The fear is that the local economy may never recover.  Already there are too many independent traders closing down and the supermarkets have made more enemies than friends with their failure to sustain a rational service. The independents – from quirky stationers to pizza places, bookshops, deli’s, health food stores, butchers, bakers and candlestick makers were what made Bath different.  Without the pubs, theatres and music venues; the art shop and the wool shop and the cheesemonger, a trip into town becomes ever less attractive, not just for us locals but also I’m sure for our hundreds of thousands of visitors. 

Weeks ago I mentioned Tim Lang’s new book on food security which was published almost on the same day as the system began to collapse. This has been a painful demonstration of the truth of his contention that we’re dangerously dependent o a handful of supermarket chains and their vulnerable supply lines. Local, local and more local, sustainable, environmentally safe and non intensive food production linked to local suppliers is better in every way than our present profit driven system. Of course local shopkeepers want to make a living, and one of the plusses these past months is the heroic contribution that independent corner shops have made – especially for old and vulnerable people who have no chance of help from supermarkets, but whose neighbours have proved beyond doubt that contrary to what Margaret Thatcher asserted there really is such a thing as society. 

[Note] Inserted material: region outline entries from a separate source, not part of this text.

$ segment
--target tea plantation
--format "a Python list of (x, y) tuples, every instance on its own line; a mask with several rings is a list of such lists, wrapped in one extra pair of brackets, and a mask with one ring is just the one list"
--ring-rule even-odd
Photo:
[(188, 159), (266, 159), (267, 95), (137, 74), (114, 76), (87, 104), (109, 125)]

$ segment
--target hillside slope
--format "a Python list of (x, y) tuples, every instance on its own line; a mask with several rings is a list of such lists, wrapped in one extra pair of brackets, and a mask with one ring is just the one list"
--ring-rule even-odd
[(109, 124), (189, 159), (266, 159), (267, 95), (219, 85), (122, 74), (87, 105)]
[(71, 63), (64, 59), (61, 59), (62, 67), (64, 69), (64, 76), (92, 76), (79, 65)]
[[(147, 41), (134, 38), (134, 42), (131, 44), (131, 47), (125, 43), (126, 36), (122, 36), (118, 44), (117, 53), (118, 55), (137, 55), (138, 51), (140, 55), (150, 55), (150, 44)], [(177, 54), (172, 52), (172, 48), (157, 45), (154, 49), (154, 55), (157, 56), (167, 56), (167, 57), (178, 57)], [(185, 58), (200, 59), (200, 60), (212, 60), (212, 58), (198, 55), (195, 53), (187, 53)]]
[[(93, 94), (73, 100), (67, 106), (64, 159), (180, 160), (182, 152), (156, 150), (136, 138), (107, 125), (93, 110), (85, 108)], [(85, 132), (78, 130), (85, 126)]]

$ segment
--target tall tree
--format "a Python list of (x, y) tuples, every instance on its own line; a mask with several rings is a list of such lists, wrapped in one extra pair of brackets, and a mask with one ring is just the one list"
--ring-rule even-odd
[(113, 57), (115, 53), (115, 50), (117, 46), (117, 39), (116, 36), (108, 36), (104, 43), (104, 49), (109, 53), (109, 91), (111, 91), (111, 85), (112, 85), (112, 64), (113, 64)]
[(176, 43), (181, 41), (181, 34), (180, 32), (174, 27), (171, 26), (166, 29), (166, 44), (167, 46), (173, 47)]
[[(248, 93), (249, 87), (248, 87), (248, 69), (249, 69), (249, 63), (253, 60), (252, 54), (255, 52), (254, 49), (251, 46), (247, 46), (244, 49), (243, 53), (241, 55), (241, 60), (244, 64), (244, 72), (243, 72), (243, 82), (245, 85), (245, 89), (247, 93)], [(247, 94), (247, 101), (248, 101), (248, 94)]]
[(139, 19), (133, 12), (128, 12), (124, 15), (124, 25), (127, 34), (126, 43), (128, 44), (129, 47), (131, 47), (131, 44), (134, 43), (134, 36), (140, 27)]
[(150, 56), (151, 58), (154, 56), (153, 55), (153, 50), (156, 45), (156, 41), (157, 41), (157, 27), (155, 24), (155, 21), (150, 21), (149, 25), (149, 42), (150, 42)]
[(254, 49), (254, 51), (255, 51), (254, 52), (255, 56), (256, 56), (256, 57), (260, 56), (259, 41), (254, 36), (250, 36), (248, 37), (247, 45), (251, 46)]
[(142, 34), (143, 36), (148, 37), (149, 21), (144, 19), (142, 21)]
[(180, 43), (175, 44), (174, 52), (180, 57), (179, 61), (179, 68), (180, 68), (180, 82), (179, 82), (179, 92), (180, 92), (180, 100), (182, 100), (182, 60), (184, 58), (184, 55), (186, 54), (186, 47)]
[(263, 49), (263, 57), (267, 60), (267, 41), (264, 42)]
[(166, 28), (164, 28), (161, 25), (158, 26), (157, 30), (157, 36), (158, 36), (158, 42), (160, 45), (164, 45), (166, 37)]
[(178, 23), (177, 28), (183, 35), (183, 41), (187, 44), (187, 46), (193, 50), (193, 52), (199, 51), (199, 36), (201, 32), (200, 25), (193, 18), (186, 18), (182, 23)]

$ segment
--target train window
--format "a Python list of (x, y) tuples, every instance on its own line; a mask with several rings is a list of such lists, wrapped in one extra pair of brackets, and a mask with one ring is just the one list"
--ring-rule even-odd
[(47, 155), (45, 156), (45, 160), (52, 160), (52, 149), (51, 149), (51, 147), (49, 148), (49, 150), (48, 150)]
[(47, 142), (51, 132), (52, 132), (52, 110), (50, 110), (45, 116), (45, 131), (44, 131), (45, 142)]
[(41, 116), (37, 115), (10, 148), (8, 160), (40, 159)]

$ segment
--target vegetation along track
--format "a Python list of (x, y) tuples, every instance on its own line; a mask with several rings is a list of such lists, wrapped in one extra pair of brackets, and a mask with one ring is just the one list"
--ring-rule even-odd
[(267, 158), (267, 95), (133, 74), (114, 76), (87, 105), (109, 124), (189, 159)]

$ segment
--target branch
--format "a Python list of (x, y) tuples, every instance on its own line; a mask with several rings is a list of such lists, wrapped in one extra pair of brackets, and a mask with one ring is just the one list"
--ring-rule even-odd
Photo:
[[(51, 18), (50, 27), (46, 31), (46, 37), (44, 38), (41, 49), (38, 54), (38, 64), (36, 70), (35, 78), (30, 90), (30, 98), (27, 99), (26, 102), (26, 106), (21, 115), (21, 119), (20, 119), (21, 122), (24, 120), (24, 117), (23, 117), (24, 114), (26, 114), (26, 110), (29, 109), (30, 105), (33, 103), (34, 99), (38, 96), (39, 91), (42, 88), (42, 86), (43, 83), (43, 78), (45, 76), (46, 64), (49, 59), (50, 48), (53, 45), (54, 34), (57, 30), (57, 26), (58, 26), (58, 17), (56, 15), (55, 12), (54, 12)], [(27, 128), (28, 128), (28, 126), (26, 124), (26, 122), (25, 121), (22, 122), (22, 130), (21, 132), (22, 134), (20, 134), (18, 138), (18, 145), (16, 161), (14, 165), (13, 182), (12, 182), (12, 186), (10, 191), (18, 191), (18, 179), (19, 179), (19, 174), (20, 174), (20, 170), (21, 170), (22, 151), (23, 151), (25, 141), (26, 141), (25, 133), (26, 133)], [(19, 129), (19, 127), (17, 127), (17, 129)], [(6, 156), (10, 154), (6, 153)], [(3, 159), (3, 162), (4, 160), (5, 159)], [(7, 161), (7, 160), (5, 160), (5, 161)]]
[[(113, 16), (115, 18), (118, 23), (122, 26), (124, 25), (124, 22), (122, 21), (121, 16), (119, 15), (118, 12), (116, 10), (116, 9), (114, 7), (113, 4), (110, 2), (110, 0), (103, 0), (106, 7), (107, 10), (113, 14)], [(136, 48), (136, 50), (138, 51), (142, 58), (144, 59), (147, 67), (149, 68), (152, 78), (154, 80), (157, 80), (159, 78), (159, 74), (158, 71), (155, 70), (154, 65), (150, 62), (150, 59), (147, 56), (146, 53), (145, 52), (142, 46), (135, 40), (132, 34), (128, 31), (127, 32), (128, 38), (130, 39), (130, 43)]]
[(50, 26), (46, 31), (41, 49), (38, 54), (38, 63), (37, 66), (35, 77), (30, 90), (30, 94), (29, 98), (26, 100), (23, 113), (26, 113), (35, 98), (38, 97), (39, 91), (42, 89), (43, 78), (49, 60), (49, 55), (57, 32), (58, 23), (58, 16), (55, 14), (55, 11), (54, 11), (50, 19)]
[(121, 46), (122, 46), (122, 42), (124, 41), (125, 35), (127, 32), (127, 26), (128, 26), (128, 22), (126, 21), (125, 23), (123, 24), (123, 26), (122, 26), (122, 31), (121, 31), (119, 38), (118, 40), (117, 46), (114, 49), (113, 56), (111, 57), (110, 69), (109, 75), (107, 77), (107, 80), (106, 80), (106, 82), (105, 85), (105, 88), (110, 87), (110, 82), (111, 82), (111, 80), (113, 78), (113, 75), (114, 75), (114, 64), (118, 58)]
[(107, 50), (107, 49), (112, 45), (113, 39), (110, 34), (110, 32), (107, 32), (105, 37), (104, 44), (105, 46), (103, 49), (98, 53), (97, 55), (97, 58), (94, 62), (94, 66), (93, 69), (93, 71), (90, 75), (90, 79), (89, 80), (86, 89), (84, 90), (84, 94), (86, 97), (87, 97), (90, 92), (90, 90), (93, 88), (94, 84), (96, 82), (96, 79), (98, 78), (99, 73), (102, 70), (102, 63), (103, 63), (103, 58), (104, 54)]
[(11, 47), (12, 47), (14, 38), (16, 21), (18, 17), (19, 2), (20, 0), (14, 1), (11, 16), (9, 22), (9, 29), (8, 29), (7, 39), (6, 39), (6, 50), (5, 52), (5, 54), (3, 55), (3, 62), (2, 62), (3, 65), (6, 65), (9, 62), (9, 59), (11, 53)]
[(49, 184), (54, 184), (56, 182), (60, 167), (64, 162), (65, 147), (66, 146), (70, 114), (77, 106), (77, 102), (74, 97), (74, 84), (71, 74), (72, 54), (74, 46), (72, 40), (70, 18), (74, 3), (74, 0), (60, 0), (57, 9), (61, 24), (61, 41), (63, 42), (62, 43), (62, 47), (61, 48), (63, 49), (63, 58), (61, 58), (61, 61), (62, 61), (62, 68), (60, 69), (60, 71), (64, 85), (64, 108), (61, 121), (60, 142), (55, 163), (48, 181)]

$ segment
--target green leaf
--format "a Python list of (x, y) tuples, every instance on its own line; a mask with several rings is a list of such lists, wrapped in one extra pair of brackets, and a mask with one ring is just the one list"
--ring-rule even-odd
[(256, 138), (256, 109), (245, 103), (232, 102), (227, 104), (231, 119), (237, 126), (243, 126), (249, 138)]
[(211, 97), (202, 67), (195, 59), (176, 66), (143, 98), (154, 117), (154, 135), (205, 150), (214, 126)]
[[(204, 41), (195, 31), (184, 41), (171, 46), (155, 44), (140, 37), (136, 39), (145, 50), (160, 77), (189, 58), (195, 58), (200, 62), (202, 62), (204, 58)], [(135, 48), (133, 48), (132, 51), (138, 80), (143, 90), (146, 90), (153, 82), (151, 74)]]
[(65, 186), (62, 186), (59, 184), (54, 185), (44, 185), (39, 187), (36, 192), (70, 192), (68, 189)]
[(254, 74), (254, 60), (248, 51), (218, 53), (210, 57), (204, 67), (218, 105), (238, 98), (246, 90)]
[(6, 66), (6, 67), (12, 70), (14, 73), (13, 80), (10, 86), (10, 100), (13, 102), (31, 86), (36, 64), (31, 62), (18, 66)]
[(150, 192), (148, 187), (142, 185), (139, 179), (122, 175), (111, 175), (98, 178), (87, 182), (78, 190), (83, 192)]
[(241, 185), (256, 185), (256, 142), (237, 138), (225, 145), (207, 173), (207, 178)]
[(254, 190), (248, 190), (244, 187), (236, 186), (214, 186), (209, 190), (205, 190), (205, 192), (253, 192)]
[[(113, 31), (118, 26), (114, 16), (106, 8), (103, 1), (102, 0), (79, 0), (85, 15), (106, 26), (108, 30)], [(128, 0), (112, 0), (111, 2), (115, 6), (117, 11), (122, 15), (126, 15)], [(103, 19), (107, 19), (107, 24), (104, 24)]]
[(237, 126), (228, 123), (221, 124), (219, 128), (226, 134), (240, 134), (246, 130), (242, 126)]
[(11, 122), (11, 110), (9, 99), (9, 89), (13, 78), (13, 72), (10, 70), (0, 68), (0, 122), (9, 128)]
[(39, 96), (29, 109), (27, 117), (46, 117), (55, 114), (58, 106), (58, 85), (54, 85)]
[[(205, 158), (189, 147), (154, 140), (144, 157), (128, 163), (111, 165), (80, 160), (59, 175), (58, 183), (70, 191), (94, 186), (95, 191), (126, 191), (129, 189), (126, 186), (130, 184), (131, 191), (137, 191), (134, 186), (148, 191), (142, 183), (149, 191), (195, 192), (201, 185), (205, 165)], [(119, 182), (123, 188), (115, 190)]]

Last week’s sunshine brought the elderflower to the brink of blossoming, and yesterday there were some in bloom. Now we need a dry day to collect the flowers, and then lemons and sugar to make cordial. I used every scrap of sugar making ‘allotment jam’ a couple of weeks ago so an expedition to find more is needed.  We just finished our last bottle of last year’s production so we need to be ready.

Author: Dave Pole

I've spent my life doing a lot of things, all of them interesting and many of them great fun. When most people see my CV they probably think I'm making things up because it includes being a rather bad welder and engineering dogsbody, a potter, a groundsman and bus driver. I taught in a prison and in one of those ghastly old mental institutions as an art therapist and I spent ten years as a community artist. I was one of the founding members of Spike Island, which began life as Artspace Bristol. ! wrote a column for Bristol Evening Post (I got sacked three times, in which I take some pride) and I worked in local and network radio and then finally became an Anglican parish priest for 25 years, retiring at 68 when I realised that the institutional church and me were on different paths. What interests me? It would be easier to list what doesn't, but I love cooking and baking with our home grown ingredients. I'm fascinated by botany and wildlife in general, and botanical illustration. We have a camper van that takes us to the wild places, we love walking, especially in the hills, and we take too many photographs. But what really animates me is the question "what does it mean to be human?". I've spent my life exploring it in every possible way and the answer is ..... well, today it's sitting in the van in the rain and looking across Ramsey Sound towards Ramsey Island. But it might as easily be digging potatoes or making pickle, singing or finding an orchid or just sitting. But it sure as hell doesn't mean getting a promotion, beasting your co-workers or being obsequious to power, which ensured that my rise to greatness in the Church of England flatlined 30 years ago after about 2 days. But I'm still here and still searching for that elusive sweet spot, and I don't have to please anyone any more. Over the last 50 or so years we've had a succession of gardens, some more like wildernesses when we were both working full-time, but now we're back in the game with our two allotments in Bath.